SOCIEDAD Transporte pesado critica al Gobierno por falta de soluciones a la crisis de diésel
Marcelo Cruz, presidente de la Asociación de Transporte Pesado Internacional de Santa Cruz, ha manifestado su descontento con las decisiones del Gobierno, señalando que el reciente Decreto Supremo 5701 no responde de manera efectiva a las necesidades de los sectores impactados por la escasez de diésel.
Cruz argumentó que el problema de la crisis de diésel es más profundo que la simple importación de carburantes, indicando que se relaciona con la escasez de dólares, la disminución de las reservas de gas y una cadena logística que incrementa los costos de los combustibles.
El dirigente del transporte pesado expuso que el Estado enfrenta una restricción económica que le impide seguir financiando un diésel costoso debido a la falta de ingresos. "Es un problema estructural", afirmó Cruz, sugiriendo la necesidad de evaluar alternativas más sostenibles.
Una de las propuestas que presentó es la posibilidad de permitir la libre importación de combustibles tanto para personas naturales como jurídicas, acompañada por una reducción temporal de impuestos y aranceles. Esta acción, según Cruz, aliviaría la carga sobre el Estado y facilitaría el acceso al diésel para sectores productivos.
Cruz enfatizó que los decretos gubernamentales, incluyendo el 5701, ofrecen soluciones temporales y no abordan el problema de fondo. "Los decretos no solucionan por completo la situación", dijo, indicando que el transporte pesado ha lidiado con dificultades en el abastecimiento de diésel durante aproximadamente tres años y medio.
Además, el dirigente sugirió que la medida de libre importación de diésel y otros combustibles debería aplicarse por un periodo de dos años con impuestos y aranceles reducidos a cero.
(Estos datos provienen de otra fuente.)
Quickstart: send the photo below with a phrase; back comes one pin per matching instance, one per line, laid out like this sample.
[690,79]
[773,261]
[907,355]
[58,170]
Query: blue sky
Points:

Según él, esto podría permitir que el costo del diésel importado sea más accesible que el actual precio que enfrenta el Estado.
Cruz también cuestionó el decreto que permite a las refinerías importar petróleo, argumentando que esta medida no satisface las demandas de su sector. Aunque se liberó el impuesto especial a los hidrocarburos, aún persisten otros gravámenes que afectan la actividad del transporte.
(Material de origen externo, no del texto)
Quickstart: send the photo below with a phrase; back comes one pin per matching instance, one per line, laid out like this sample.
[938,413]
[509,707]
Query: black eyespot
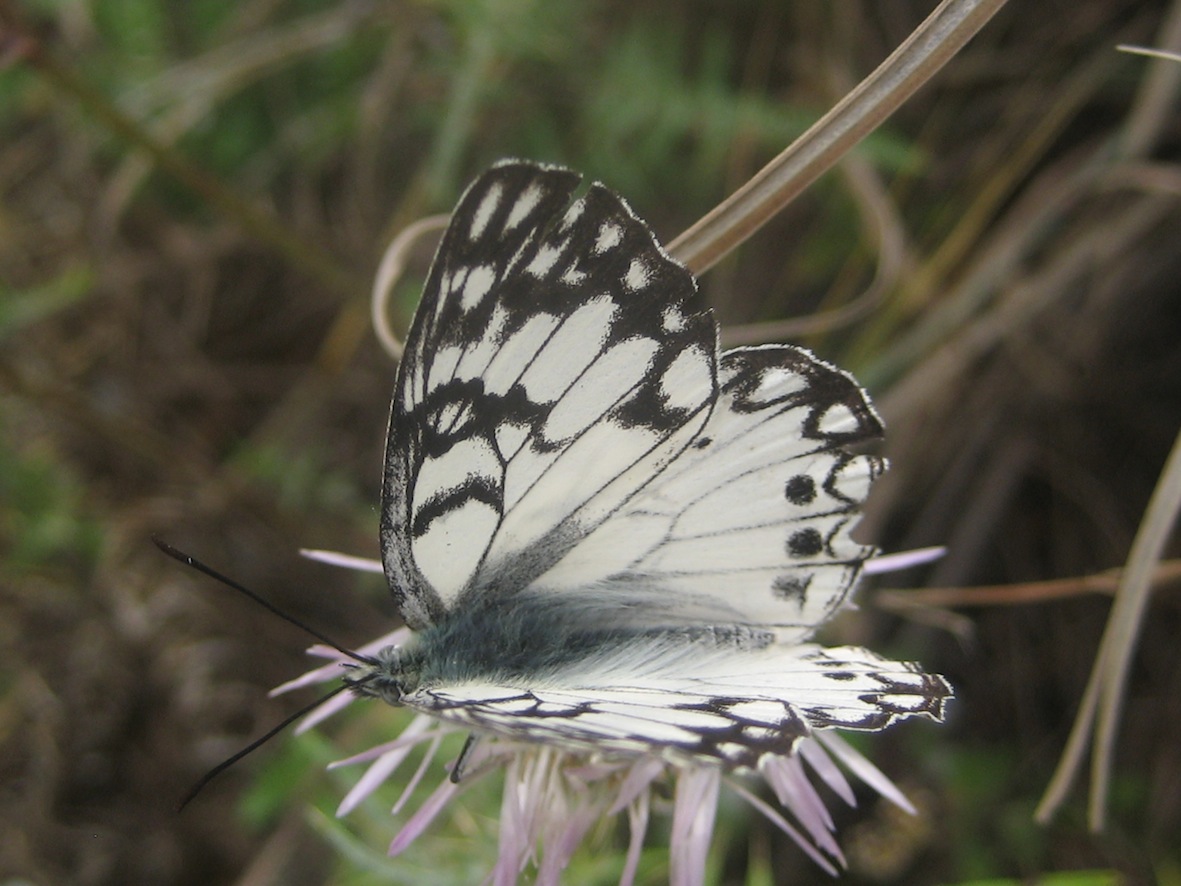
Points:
[801,489]
[806,542]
Por último, el presidente de la asociación advirtió sobre la complicada situación cambiaria que dificultaría las importaciones privadas, incluso si se cuenta con la autorización. Cruz concluyó que la solución a la crisis de diésel requiere cambios estructurales en la importación, distribución y comercialización de combustibles, así como medidas que impulsen la exploración y producción de hidrocarburos.